The SECP Policy Board, in pursuance of Section 12 of the SECP Act 1997, comprises ex-officio members of the ministries of finance, commerce, and law, SBP and SECP and persons of eminence from the private sector. When contacted, Chairman SECP Policy Board Professor Khalid Mirza said, "The Commission has not been able to get its act together probably because of the capacity reasons and a spate of policy decisions of the board remains unexecuted. It is important for the Commission to keep pace with the board. My fear is that my aim of achieving within a year a functional regulator i.e. firm, helpful and fair along with capital market poised to go places will not materialise and we will not see real results on the ground within the term of the current board as visualized by me. I am also deeply concerned that the Commission is unnecessarily involved with law enforcement agencies, which is contrary to sound regulating practices since these agencies have a style of working which is not conducive for the development of the capital market." He warned if this continues, market players and investors are likely to shy away from the market. The involvement with the law enforcement agencies is not only hurting the writ of the regulator but also demonstrates regulator failure, he added.

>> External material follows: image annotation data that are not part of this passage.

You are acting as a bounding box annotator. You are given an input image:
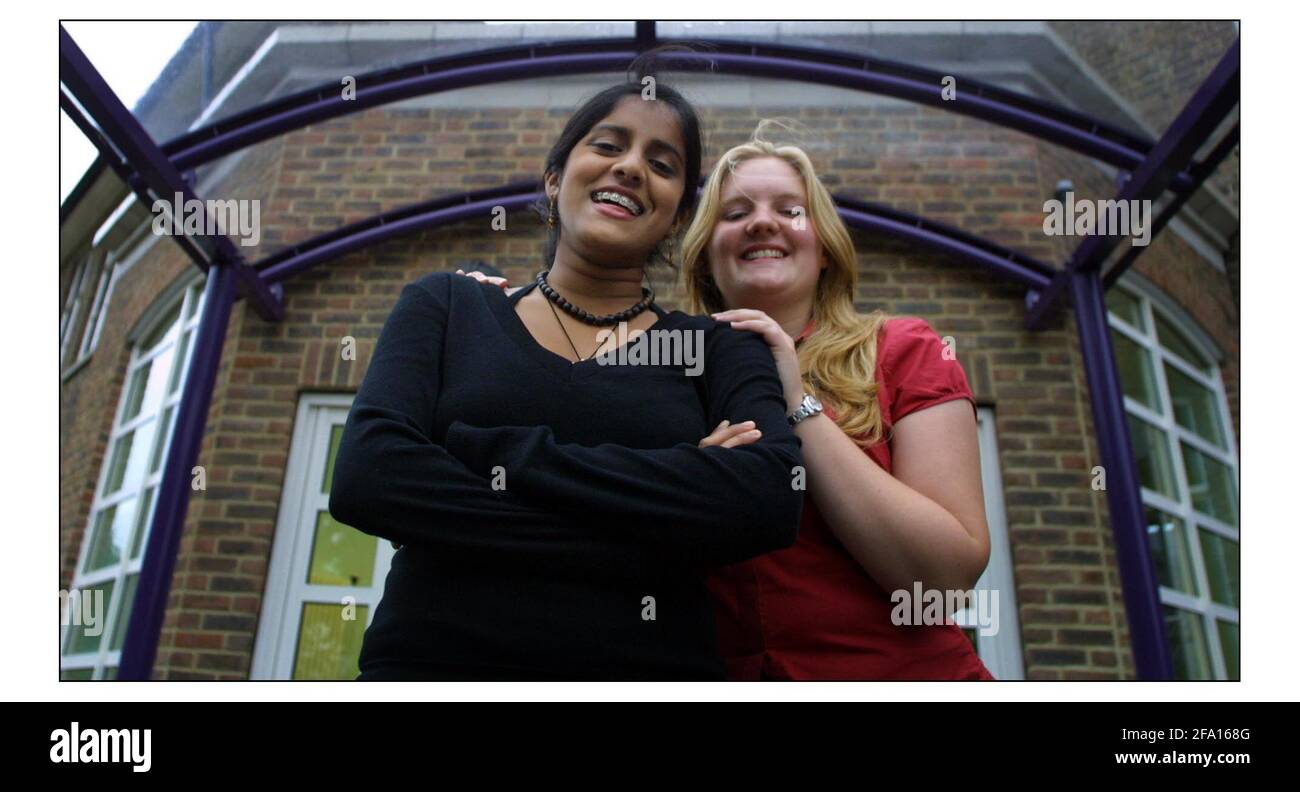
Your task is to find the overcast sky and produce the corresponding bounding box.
[59,22,195,200]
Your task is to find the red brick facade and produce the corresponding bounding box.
[60,46,1240,679]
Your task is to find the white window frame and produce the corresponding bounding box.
[59,276,203,680]
[250,393,394,680]
[59,252,94,363]
[1106,284,1242,679]
[73,252,117,367]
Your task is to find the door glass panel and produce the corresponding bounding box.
[1217,619,1242,679]
[108,575,140,652]
[1182,442,1236,527]
[64,580,117,654]
[1199,528,1242,607]
[1110,333,1161,412]
[1147,506,1197,594]
[1165,363,1227,449]
[321,424,343,493]
[131,486,156,561]
[1106,289,1147,332]
[85,498,139,572]
[1156,312,1210,373]
[1128,415,1178,501]
[294,602,368,679]
[307,510,378,587]
[1165,605,1213,680]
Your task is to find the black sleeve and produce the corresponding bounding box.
[329,274,559,551]
[446,326,803,564]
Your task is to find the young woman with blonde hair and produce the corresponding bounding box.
[683,122,993,680]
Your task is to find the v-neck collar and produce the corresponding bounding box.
[489,281,670,382]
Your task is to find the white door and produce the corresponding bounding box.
[251,394,393,679]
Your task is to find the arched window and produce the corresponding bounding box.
[60,278,203,679]
[1106,278,1242,679]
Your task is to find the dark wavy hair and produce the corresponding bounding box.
[537,47,705,269]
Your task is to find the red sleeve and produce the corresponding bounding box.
[880,316,975,423]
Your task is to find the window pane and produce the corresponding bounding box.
[1165,363,1227,449]
[1156,312,1210,373]
[140,306,181,355]
[59,668,95,681]
[1199,528,1242,607]
[140,346,176,421]
[1180,442,1236,527]
[108,575,140,652]
[1106,287,1149,332]
[131,486,156,561]
[1147,506,1200,594]
[1217,620,1242,679]
[122,365,150,424]
[64,580,116,654]
[293,602,369,680]
[104,420,157,495]
[1165,605,1214,680]
[166,330,194,395]
[321,424,343,493]
[1128,415,1178,501]
[307,510,378,585]
[83,498,139,572]
[1110,332,1162,412]
[150,404,176,473]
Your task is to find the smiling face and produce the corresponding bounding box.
[709,156,827,308]
[546,95,685,267]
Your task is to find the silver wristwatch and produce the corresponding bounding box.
[785,393,822,427]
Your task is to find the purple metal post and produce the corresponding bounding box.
[59,25,285,321]
[1070,271,1174,679]
[117,264,235,680]
[1024,39,1242,330]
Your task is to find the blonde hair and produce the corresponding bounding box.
[681,120,889,447]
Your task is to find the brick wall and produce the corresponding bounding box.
[62,86,1236,679]
[1048,20,1242,208]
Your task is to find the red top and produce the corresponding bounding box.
[707,317,993,680]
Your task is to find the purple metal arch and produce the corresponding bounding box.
[60,22,1236,679]
[255,182,1054,289]
[154,39,1192,192]
[1024,39,1242,329]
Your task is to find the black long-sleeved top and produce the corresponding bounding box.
[329,273,802,679]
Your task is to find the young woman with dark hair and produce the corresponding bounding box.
[330,72,802,680]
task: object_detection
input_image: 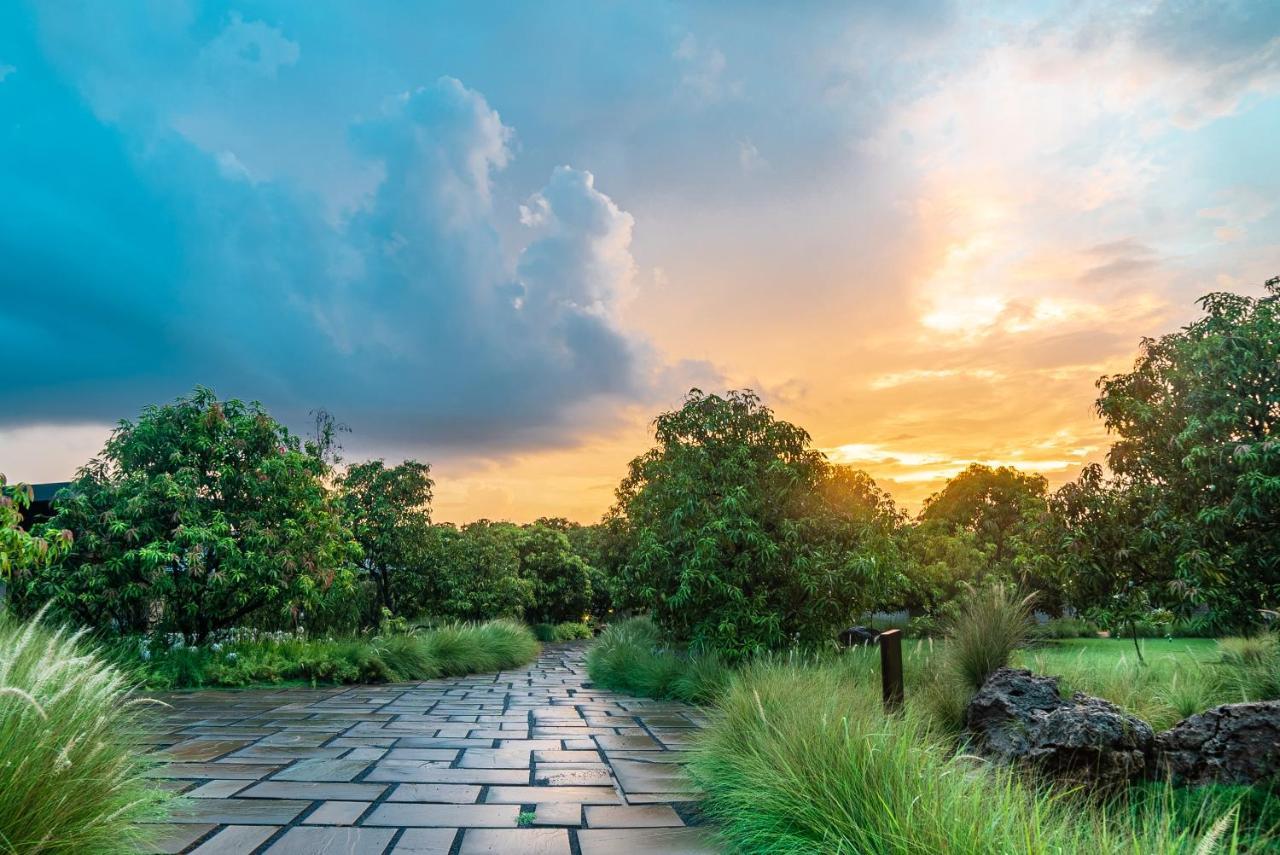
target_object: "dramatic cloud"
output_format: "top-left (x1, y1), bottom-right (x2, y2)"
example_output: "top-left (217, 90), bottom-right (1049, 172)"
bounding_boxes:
top-left (0, 28), bottom-right (646, 447)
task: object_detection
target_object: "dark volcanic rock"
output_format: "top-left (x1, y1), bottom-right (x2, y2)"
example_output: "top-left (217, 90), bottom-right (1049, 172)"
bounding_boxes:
top-left (836, 626), bottom-right (879, 648)
top-left (966, 668), bottom-right (1155, 787)
top-left (1156, 700), bottom-right (1280, 785)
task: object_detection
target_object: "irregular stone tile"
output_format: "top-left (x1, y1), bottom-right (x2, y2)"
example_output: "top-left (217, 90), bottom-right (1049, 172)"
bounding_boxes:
top-left (164, 739), bottom-right (250, 763)
top-left (534, 801), bottom-right (582, 828)
top-left (170, 799), bottom-right (311, 826)
top-left (392, 828), bottom-right (468, 855)
top-left (586, 805), bottom-right (685, 828)
top-left (458, 749), bottom-right (532, 769)
top-left (266, 826), bottom-right (396, 855)
top-left (142, 823), bottom-right (218, 855)
top-left (458, 828), bottom-right (570, 855)
top-left (302, 801), bottom-right (372, 826)
top-left (365, 801), bottom-right (520, 828)
top-left (484, 787), bottom-right (621, 805)
top-left (191, 826), bottom-right (280, 855)
top-left (365, 763), bottom-right (529, 785)
top-left (383, 740), bottom-right (463, 764)
top-left (595, 733), bottom-right (662, 751)
top-left (146, 763), bottom-right (280, 781)
top-left (534, 767), bottom-right (613, 787)
top-left (186, 781), bottom-right (248, 799)
top-left (239, 781), bottom-right (387, 801)
top-left (387, 783), bottom-right (480, 805)
top-left (577, 828), bottom-right (721, 855)
top-left (271, 760), bottom-right (369, 781)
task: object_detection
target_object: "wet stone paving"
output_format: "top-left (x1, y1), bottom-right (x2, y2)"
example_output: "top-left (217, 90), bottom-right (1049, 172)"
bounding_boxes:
top-left (145, 644), bottom-right (717, 855)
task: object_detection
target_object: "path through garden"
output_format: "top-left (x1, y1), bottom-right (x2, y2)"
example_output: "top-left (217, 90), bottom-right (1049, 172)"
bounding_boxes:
top-left (147, 644), bottom-right (716, 855)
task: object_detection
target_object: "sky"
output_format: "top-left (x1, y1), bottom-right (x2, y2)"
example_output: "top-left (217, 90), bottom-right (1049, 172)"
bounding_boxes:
top-left (0, 0), bottom-right (1280, 522)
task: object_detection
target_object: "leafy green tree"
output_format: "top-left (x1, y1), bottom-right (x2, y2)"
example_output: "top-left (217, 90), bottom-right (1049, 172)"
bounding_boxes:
top-left (12, 388), bottom-right (360, 643)
top-left (1097, 278), bottom-right (1280, 625)
top-left (339, 459), bottom-right (433, 614)
top-left (614, 389), bottom-right (900, 655)
top-left (0, 472), bottom-right (72, 590)
top-left (520, 520), bottom-right (591, 623)
top-left (920, 463), bottom-right (1048, 580)
top-left (436, 520), bottom-right (534, 621)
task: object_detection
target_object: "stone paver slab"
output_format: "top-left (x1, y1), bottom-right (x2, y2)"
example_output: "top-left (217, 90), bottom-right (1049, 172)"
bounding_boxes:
top-left (577, 828), bottom-right (721, 855)
top-left (191, 826), bottom-right (280, 855)
top-left (266, 826), bottom-right (396, 855)
top-left (458, 828), bottom-right (570, 855)
top-left (170, 799), bottom-right (311, 826)
top-left (586, 805), bottom-right (685, 828)
top-left (365, 801), bottom-right (520, 828)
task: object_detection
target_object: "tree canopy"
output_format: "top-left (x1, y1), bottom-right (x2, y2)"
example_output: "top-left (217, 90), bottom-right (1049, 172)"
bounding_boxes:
top-left (614, 389), bottom-right (899, 654)
top-left (19, 388), bottom-right (360, 641)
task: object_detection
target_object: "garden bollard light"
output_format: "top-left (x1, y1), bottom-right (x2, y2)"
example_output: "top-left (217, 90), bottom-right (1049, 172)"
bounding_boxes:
top-left (879, 630), bottom-right (904, 713)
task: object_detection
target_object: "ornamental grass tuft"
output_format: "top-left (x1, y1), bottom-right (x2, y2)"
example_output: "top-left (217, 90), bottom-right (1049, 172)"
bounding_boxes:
top-left (0, 612), bottom-right (166, 855)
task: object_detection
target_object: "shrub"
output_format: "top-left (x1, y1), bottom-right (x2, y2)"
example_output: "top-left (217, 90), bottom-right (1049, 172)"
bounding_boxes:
top-left (0, 612), bottom-right (164, 854)
top-left (14, 388), bottom-right (360, 643)
top-left (534, 621), bottom-right (591, 641)
top-left (946, 582), bottom-right (1033, 691)
top-left (1030, 617), bottom-right (1098, 639)
top-left (124, 621), bottom-right (538, 689)
top-left (586, 617), bottom-right (731, 703)
top-left (689, 663), bottom-right (1274, 855)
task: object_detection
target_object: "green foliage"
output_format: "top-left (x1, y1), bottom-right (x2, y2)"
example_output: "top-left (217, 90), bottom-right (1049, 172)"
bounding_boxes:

Furthermore, it is noted with concern that a number of recent regulatory notifications issued by the Commission were either basically unlawful or procedurally flawed and had been issued without prior consultation with the policy board and after hearing, the people were given the required opportunities for comments, he said. An example in this regard is recent relaxation granted for female membership of the corporate board, Mirza added.